# Problem Set 4 (Tuesday, October 06)

Let $$X\subset {\mathbb{A}}^n$$be an affine variety and $$a\in X$$. Show that \begin{align*} {\mathcal{O}}_{X, a} = {\mathcal{O}}_{{\mathbb{A}}^n, a} / I(X) {\mathcal{O}}_{A^n,a} ,\end{align*} where $$I(X) {\mathcal{O}}_{{\mathbb{A}}^n, a}$$ denotes the ideal in $${\mathcal{O}}_{{\mathbb{A}}^n, a}$$ generated by all quotients $$f/1$$ for $$f\in I(X)$$.

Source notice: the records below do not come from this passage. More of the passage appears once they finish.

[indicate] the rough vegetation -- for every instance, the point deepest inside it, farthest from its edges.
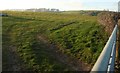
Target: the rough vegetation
(75, 35)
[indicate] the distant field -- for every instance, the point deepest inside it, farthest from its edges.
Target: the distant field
(76, 35)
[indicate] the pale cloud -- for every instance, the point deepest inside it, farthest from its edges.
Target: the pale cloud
(60, 4)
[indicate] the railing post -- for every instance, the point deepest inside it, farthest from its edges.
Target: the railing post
(103, 60)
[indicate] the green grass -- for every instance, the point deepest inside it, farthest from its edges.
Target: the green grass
(76, 35)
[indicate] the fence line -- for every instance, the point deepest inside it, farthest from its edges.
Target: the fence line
(106, 60)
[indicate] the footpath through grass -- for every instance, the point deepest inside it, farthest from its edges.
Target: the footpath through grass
(76, 35)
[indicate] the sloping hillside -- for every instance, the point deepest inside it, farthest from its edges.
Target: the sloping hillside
(39, 38)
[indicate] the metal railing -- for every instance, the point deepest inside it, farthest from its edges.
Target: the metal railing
(106, 60)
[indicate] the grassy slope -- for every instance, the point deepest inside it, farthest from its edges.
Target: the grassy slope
(77, 35)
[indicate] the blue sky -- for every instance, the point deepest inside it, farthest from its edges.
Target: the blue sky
(60, 4)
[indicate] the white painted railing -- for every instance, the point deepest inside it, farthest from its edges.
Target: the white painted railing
(106, 60)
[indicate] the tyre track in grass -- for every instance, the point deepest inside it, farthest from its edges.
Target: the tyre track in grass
(72, 63)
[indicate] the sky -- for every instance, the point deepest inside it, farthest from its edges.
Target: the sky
(111, 5)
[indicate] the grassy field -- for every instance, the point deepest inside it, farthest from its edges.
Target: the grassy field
(76, 35)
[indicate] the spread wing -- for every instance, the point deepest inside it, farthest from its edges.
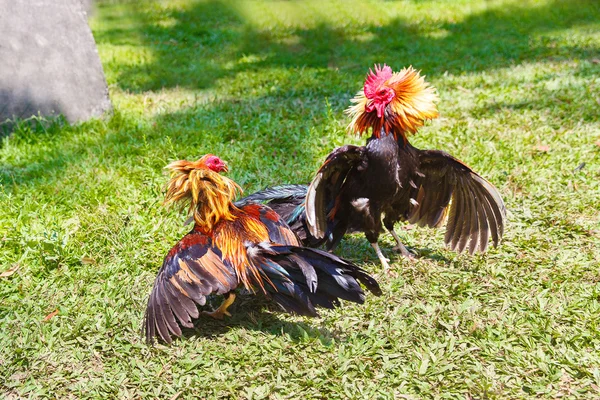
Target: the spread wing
(192, 270)
(473, 207)
(326, 185)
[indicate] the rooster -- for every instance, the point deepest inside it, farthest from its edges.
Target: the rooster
(366, 188)
(231, 246)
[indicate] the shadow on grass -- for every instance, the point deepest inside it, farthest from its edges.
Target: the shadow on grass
(212, 40)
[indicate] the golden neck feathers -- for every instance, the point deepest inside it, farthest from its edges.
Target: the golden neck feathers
(395, 102)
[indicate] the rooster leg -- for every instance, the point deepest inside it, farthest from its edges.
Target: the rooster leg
(222, 310)
(382, 258)
(401, 247)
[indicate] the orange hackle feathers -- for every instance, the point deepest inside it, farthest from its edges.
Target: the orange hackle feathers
(208, 193)
(210, 197)
(395, 102)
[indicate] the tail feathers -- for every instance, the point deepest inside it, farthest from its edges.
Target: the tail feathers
(303, 278)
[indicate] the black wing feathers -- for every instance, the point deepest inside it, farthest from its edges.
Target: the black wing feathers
(192, 270)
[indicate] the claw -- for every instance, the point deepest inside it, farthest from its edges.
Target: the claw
(400, 247)
(220, 312)
(384, 260)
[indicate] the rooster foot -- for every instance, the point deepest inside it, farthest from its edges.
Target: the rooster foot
(405, 252)
(220, 312)
(401, 248)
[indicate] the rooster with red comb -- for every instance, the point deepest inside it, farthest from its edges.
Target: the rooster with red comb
(243, 245)
(367, 188)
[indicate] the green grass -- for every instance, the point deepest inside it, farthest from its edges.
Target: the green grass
(263, 84)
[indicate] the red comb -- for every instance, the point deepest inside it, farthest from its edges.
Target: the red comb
(375, 79)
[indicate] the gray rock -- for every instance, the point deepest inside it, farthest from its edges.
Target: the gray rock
(49, 64)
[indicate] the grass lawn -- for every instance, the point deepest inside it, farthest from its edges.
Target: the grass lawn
(263, 84)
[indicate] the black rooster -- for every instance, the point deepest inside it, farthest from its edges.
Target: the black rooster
(366, 188)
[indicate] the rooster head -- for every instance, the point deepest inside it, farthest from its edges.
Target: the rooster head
(200, 185)
(395, 102)
(214, 163)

Let $$a\in {\mathbb{R}}$$, and consider sheaves $$\mathcal{F}$$ on $${\mathbb{R}}$$ with the standard topology:

• $$\mathcal{F} \coloneqq$$ the sheaf of continuous functions
• $$\mathcal{F} \coloneqq$$ the sheaf of locally polynomial functions.

For which is the stalk $$\mathcal{F}_a$$ a local ring?

Recall that a local ring has precisely one maximal ideal.

Let $$\phi, \psi \in \mathcal{F}(U)$$ be two sections of some sheaf $$\mathcal{F}$$ on an open $$U\subseteq X$$ and show that

• If $$\phi, \psi$$ agree on all stalks, so $$\mkern 1.5mu\overline{\mkern-1.5mu(U, \phi)\mkern-1.5mu}\mkern 1.5mu = \mkern 1.5mu\overline{\mkern-1.5mu(U, \psi)\mkern-1.5mu}\mkern 1.5mu \in \mathcal{F}_a$$ for all $$a\in U$$, then $$\phi$$ and $$\psi$$ are equal.

• If $$\mathcal{F} \coloneqq{\mathcal{O}}_X$$ is the sheaf of regular functions on some irreducible affine variety $$X$$, then if $$\psi = \phi$$ on one stalk $$\mathcal{F}_a$$, then $$\phi = \psi$$ everywhere.

• For a general sheaf $$\mathcal{F}$$ on $$X$$, (b) is false.

Let $$Y\subset X$$ be a nonempty and irreducible subspace of $$X$$ a topological space with a sheaf $$\mathcal{F}$$ on $$X$$. Then the stalk of $$\mathcal{F}$$ at $$Y$$ is defined by the pairs $$(U, \phi)$$ such that $$U\subset X$$ is open, $$U\cap Y$$ is nonempty, and $$\phi \in \mathcal{F}(U)$$, where we identify $$(U, \phi) \sim (U',\phi')$$ iff there is a small enough open set such that the restrictions agree.

Let $$Y\subset X$$ be a nonempty and irreducible subvariety of an affine variety $$X$$, and show that the stalk $${\mathcal{O}}_{X, Y}$$ of $${\mathcal{O}}_X$$ at $$Y$$ is a $$k{\hbox{-}}$$algebra which is isomorphic to the localization $$A(X)_{I(Y)}$$.

Let $$\mathcal{F}$$ be a sheaf on $$X$$ a topological space and $$a\in X$$. Show that the stalk $$\mathcal{F}_a$$ is a local object, i.e. if $$U\subset X$$ is an open neighborhood of $$a$$, then $$\mathcal{F}_a$$ is isomorphic to the stalk of $${ \left.{{ \mathcal{F} }} \right|_{{U}} }$$ at $$a$$ on $$U$$ viewed as a topological space.